The trail junction point Volshenitsa, between Seletskoe and Obozerskaya, was fitted up with quarters for soldiers and vigilantly guarded against surprise attacks by the Reds from 443, or Emtsa. Sometimes it was held by British and Russians from Seletskoe and sometimes by Americans from Obozerskaya.
It sounds easy to say “Guarding lines of communication.” But any veteran of the North Russian expedition will tell you that the days and nights he spent at that duty were often severe tests. When that Russki thermometer was way below forty and the canteen on the hip was solid ice within twenty minutes of leaving the house, and the sleigh drivers’ whiskers were a frozen Niagara, and your little party had fifteen versts to go before seeing another village, you wondered how long you would be able to handle your rifle if you should be ambushed by a party of Bolos.
With the settling down of winter the transportation along the great winter reaches of road became a matter of fast traveling pony sleighs with frequent exchange of horses. Officers and civil officials found this travel not unpleasant. The following story, taken from the Red Cross Magazine and adapted to this volume, will give the doughboy a pleasing recollection and the casual reader a vivid picture of the winter travel.
This might be the story of Captain Ramsay driving to Pinega in January to visit that front. Or it might be old “Three-Hair” Doc Laird sledging to Soyla to see “Military Pete” Primm’s sturdy platoon. Or it might be Colonel Stewart on his remarkable trip to the river winter fronts. However, it is the story of the active American Red Cross Major Williams, who hit the long trails early and showed the rest the way.
“I have just returned from a trip by sled up the Pinega River, to the farthest point on that section where American troops are located. The trip consumed six days and this, with the trip to the Dvina front, makes a total of twenty days journeying by sled and about eight hundred miles covered.
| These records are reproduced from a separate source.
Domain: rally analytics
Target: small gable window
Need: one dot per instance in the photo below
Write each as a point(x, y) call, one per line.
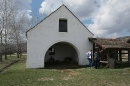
point(62, 25)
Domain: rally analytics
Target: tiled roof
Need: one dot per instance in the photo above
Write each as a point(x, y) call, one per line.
point(111, 43)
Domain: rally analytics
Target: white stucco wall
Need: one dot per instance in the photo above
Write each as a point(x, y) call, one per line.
point(46, 33)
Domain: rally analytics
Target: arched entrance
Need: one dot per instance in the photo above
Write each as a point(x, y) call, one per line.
point(61, 55)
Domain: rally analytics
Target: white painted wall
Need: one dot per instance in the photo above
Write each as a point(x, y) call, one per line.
point(46, 34)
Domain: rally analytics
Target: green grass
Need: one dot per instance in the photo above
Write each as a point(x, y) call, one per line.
point(10, 59)
point(18, 75)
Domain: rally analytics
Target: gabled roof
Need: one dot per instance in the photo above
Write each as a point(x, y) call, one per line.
point(111, 43)
point(54, 12)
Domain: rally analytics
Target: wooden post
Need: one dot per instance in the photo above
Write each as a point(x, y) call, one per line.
point(120, 57)
point(129, 56)
point(112, 59)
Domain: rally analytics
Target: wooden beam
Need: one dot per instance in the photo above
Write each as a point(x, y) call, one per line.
point(120, 57)
point(129, 56)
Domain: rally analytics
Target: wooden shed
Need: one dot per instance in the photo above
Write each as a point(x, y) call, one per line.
point(112, 50)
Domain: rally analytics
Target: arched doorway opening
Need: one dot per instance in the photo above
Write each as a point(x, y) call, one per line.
point(61, 55)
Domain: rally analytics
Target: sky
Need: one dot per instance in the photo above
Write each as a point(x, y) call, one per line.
point(104, 18)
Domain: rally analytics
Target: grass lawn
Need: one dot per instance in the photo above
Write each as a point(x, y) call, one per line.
point(18, 75)
point(7, 62)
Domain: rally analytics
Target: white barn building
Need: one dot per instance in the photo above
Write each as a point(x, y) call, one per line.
point(60, 35)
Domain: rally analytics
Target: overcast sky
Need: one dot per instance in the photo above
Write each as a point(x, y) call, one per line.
point(104, 18)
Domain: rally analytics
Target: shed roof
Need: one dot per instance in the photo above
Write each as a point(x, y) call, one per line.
point(112, 43)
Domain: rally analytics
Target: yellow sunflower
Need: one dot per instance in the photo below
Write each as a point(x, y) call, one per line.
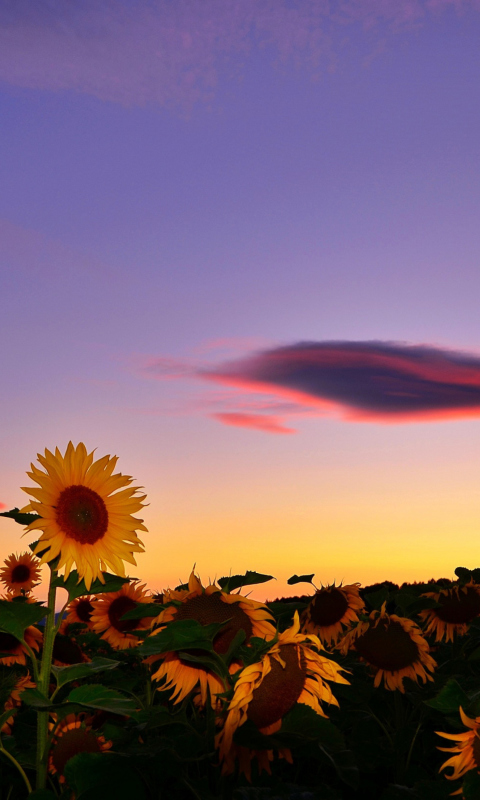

Horses and not reindeer are used for transport. The Russian horse, like the peasant, must be a stout breed to stand the strain and stress of existence. They are never curried, are left standing in the open for hours, and usually in spots exposed to cruel winds when there is a semblance of shelter available within a few feet. The peasants do not believe in ‘mollycoddling’ their animals, nor themselves.
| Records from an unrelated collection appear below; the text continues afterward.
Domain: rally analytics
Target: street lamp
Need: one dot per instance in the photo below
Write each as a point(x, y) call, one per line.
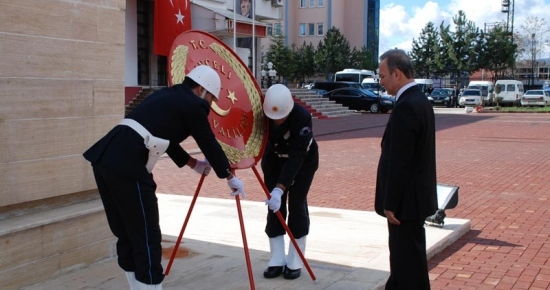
point(263, 74)
point(533, 52)
point(271, 74)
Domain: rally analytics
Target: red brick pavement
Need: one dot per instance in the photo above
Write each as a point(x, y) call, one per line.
point(500, 161)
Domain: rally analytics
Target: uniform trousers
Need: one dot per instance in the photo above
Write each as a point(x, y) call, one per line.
point(132, 213)
point(298, 213)
point(408, 262)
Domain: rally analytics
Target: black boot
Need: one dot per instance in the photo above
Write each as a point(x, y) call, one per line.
point(292, 274)
point(272, 272)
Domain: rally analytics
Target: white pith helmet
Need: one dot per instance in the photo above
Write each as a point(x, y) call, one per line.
point(278, 102)
point(207, 78)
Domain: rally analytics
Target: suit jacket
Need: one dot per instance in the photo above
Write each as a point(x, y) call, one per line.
point(406, 180)
point(173, 113)
point(294, 137)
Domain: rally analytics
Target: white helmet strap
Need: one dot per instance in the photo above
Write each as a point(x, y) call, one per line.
point(203, 93)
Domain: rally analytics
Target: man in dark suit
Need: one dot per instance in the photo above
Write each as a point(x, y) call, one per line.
point(406, 179)
point(123, 160)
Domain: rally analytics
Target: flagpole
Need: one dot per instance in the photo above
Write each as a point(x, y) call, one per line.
point(254, 38)
point(235, 26)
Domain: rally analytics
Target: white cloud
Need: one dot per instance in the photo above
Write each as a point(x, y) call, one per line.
point(399, 25)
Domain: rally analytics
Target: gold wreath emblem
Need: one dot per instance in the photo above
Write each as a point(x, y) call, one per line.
point(254, 143)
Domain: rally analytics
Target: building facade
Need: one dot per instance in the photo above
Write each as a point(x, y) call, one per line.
point(65, 71)
point(357, 20)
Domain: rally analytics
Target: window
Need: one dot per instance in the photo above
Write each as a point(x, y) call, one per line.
point(302, 29)
point(311, 28)
point(277, 29)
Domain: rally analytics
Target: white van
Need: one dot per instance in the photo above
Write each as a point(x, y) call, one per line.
point(353, 75)
point(509, 90)
point(426, 85)
point(487, 90)
point(371, 84)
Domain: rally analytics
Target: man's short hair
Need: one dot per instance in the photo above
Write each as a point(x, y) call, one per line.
point(398, 59)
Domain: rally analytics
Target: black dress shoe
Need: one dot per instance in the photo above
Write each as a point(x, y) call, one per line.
point(272, 272)
point(292, 274)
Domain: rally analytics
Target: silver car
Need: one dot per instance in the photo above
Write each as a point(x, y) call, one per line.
point(470, 97)
point(535, 98)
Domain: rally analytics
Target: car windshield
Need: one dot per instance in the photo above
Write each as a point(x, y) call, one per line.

“On the return trip from Dvina I had a fine animal killed almost instantly by his breaking his neck. It was about five o’clock in the afternoon, pitch dark of course, and our Russian driver who, clad in reindeer skin and hood, resembled for all the world a polar bear on the front of the sled shouted meaningless and unnecessary words to our two horses to speed them on their way.
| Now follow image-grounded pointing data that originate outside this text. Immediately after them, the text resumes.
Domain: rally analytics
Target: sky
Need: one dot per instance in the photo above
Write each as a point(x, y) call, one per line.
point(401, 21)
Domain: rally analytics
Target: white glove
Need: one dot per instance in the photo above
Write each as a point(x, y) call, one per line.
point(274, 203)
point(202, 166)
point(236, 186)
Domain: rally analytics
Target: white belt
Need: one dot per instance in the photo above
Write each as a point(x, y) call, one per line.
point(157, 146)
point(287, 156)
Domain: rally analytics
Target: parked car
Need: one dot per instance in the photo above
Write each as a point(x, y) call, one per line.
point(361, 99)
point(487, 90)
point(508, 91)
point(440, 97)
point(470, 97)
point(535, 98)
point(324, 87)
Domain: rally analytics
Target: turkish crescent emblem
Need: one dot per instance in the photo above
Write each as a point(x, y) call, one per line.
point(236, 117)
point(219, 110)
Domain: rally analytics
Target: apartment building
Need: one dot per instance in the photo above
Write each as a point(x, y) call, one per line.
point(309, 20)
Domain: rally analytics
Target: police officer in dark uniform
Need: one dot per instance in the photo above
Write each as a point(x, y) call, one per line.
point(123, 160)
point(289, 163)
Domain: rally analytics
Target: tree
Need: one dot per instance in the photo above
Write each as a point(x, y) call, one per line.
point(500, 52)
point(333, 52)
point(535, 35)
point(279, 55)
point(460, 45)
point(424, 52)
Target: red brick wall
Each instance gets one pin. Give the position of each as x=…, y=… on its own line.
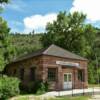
x=42, y=63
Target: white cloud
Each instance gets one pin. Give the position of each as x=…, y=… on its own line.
x=89, y=7
x=17, y=5
x=38, y=22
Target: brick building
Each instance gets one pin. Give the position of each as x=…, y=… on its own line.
x=60, y=68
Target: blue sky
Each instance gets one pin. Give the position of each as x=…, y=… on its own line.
x=26, y=15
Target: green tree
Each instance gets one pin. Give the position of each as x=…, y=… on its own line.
x=69, y=32
x=6, y=49
x=3, y=2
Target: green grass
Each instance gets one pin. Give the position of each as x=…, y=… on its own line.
x=94, y=85
x=72, y=98
x=54, y=98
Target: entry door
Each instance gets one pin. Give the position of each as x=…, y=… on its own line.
x=67, y=81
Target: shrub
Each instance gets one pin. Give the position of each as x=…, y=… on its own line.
x=40, y=87
x=9, y=87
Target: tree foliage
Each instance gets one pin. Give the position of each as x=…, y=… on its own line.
x=70, y=32
x=6, y=49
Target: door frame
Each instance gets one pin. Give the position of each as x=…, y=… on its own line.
x=67, y=73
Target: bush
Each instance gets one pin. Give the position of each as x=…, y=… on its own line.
x=40, y=87
x=9, y=87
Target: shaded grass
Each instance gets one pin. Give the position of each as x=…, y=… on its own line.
x=27, y=97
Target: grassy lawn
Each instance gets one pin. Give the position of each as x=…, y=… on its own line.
x=94, y=85
x=53, y=98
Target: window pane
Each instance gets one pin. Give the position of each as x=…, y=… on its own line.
x=65, y=77
x=22, y=73
x=81, y=75
x=32, y=74
x=52, y=74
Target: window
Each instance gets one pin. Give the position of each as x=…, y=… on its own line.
x=52, y=72
x=14, y=72
x=32, y=74
x=22, y=73
x=81, y=75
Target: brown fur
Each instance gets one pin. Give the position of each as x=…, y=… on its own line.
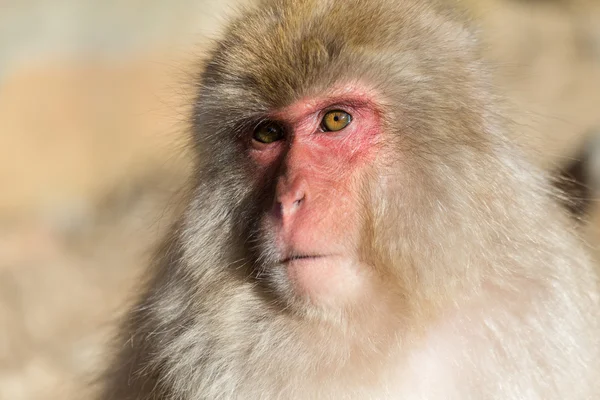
x=481, y=290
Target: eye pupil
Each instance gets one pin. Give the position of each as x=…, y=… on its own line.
x=268, y=132
x=335, y=121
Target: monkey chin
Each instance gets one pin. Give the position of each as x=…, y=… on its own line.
x=327, y=281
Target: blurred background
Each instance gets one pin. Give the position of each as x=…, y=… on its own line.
x=94, y=100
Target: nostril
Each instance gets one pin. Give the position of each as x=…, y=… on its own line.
x=290, y=198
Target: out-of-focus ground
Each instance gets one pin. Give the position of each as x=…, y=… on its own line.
x=94, y=98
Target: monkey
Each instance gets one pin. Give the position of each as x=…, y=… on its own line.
x=360, y=226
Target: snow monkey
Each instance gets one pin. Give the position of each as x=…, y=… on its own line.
x=360, y=226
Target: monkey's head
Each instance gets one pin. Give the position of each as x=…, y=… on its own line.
x=339, y=142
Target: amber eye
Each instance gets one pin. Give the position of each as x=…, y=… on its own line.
x=336, y=120
x=268, y=132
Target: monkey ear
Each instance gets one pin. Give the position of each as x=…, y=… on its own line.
x=579, y=179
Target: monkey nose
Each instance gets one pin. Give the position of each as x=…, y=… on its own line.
x=290, y=197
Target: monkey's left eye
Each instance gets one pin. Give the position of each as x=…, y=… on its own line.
x=268, y=132
x=336, y=121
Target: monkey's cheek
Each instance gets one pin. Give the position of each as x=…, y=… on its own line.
x=331, y=280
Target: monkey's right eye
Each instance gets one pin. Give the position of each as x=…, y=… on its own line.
x=268, y=132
“All sexes and ages look alike in these reindeer parkis. We were in a semi-covered sled with narrow runner, but with safety skids to prevent it from completely capsizing. At the foot of every Russian hill the road makes a sharp turn. For a solid week we had been holding on at these turns, but finally had become accustomed, or perhaps I should say resigned, to them. Going down a long hill the horse holds back as long as he can, the driver assisting in retarding the movement of the sled. But on steep hills, where this is not possible, it is a case of a run for life.
“Our horse shied sharply at a sleeping bag which had been thrown from baggage sled ahead. The safety skids could not save us, but made the angle of our overturn more complete. Kirkpatrick, several pieces of his luggage, and an abnormal quantity of hay added to my discomfort. His heavy blanket roll, which he had been using as a back rest, was thrown twenty feet. The top of the sled acted as an ideal snow scoop and my head was rubbed in the snow thoroughly before our little driver, who was hanging on to the reins (b-r-r b-r-r b-r-r) could hold down the horse. It was not until an hour later, when our driver was bringing in our baggage, that I discovered that our lives had been in the hands of a thirteen-year-old girl.
“After a trip of this sort one becomes more and more enthusiastic about his blanket roll. Sleeping at all times upon the floor, and occasionally packed in like sardines with members of peasant families all in the same room, separated only by an improvised curtain, we kept our health, appetites and humor.